According to local reports citing finance ministry officials, the FATF now believes Pakistan has completed all but one of its action items. But the remaining tasks are ambitious: They relate to prosecuting and sanctioning internationally designated terrorists. Pakistani officials admit the FATF is unlikely to say it has made enough progress to warrant removal from the gray list on Friday.

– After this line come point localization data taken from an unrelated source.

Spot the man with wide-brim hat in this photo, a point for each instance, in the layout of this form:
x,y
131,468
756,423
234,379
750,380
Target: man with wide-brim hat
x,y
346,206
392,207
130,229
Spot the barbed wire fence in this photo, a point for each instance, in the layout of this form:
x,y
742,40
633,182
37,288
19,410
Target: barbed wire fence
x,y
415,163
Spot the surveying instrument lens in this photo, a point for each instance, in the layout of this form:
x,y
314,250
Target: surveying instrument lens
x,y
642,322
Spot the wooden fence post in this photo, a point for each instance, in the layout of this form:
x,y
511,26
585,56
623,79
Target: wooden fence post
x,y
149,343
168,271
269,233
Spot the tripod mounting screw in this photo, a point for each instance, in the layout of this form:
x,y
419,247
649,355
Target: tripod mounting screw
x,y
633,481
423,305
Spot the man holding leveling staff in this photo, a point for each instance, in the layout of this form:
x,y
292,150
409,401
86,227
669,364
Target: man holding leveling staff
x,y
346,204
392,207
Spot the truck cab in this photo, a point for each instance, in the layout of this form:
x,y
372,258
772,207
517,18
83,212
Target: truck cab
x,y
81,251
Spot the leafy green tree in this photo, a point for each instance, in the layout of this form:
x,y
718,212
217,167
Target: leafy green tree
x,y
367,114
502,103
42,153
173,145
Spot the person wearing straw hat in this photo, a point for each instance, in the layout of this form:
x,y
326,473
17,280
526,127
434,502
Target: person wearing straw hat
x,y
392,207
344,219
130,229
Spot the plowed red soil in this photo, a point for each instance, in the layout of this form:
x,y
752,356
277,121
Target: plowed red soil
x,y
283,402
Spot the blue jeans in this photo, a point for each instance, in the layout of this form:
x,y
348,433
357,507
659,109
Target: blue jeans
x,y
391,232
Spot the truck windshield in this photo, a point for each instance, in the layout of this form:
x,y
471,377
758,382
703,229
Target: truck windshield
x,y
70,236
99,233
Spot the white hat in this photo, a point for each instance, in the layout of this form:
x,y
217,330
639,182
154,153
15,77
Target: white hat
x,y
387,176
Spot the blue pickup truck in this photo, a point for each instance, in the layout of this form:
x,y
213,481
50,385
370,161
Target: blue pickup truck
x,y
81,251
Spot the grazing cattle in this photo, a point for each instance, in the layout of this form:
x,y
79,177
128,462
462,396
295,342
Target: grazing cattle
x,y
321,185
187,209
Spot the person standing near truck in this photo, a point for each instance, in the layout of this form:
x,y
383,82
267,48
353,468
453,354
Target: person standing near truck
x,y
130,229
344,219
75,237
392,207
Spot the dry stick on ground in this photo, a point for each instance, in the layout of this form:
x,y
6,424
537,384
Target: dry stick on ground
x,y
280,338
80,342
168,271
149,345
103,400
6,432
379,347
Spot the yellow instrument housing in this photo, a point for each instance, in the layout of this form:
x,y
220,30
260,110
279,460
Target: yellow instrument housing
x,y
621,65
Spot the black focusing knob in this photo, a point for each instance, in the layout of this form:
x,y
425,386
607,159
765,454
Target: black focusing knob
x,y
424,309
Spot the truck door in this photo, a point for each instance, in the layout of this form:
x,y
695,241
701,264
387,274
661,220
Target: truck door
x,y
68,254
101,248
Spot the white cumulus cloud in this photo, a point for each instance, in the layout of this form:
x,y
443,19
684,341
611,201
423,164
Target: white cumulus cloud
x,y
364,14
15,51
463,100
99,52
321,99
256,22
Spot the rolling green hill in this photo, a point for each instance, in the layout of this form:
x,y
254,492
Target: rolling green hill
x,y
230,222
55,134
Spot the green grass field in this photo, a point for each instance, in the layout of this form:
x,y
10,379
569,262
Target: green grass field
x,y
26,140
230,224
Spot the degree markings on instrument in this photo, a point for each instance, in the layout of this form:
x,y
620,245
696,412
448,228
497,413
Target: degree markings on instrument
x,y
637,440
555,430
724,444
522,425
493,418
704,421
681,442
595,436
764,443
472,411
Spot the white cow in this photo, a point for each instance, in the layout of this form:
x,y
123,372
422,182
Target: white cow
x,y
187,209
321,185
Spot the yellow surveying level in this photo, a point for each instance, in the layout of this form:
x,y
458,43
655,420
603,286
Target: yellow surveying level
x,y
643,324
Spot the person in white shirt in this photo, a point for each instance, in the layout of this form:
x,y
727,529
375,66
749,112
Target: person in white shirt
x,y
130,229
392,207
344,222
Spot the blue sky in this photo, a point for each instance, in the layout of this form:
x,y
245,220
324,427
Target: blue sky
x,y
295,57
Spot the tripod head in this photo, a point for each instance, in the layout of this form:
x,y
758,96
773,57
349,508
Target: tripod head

The gray list isn’t as serious as the FATF’s black list, but Pakistan is keen to be removed given its impacts on investor perceptions. It’s also a concern for the International Monetary Fund, which is negotiating a bailout package for Islamabad.
Sri Lankan environmental disaster. A container ship carrying toxic materials and plastics caught fire off the coast of the port of Colombo, Sri Lanka, in May and remained in flames at sea before sinking last week. Last weekend, a United Nations official said the disaster had caused “significant damage to the planet.”
The incident has been described as Sri Lanka’s worst maritime environment disaster: Its waters are now contaminated with toxic waste, several dozen sea animals have been found dead, and fishing has been banned. The only saving grace is, so far, there are no indications of an oil spill. International experts have arrived to investigate further.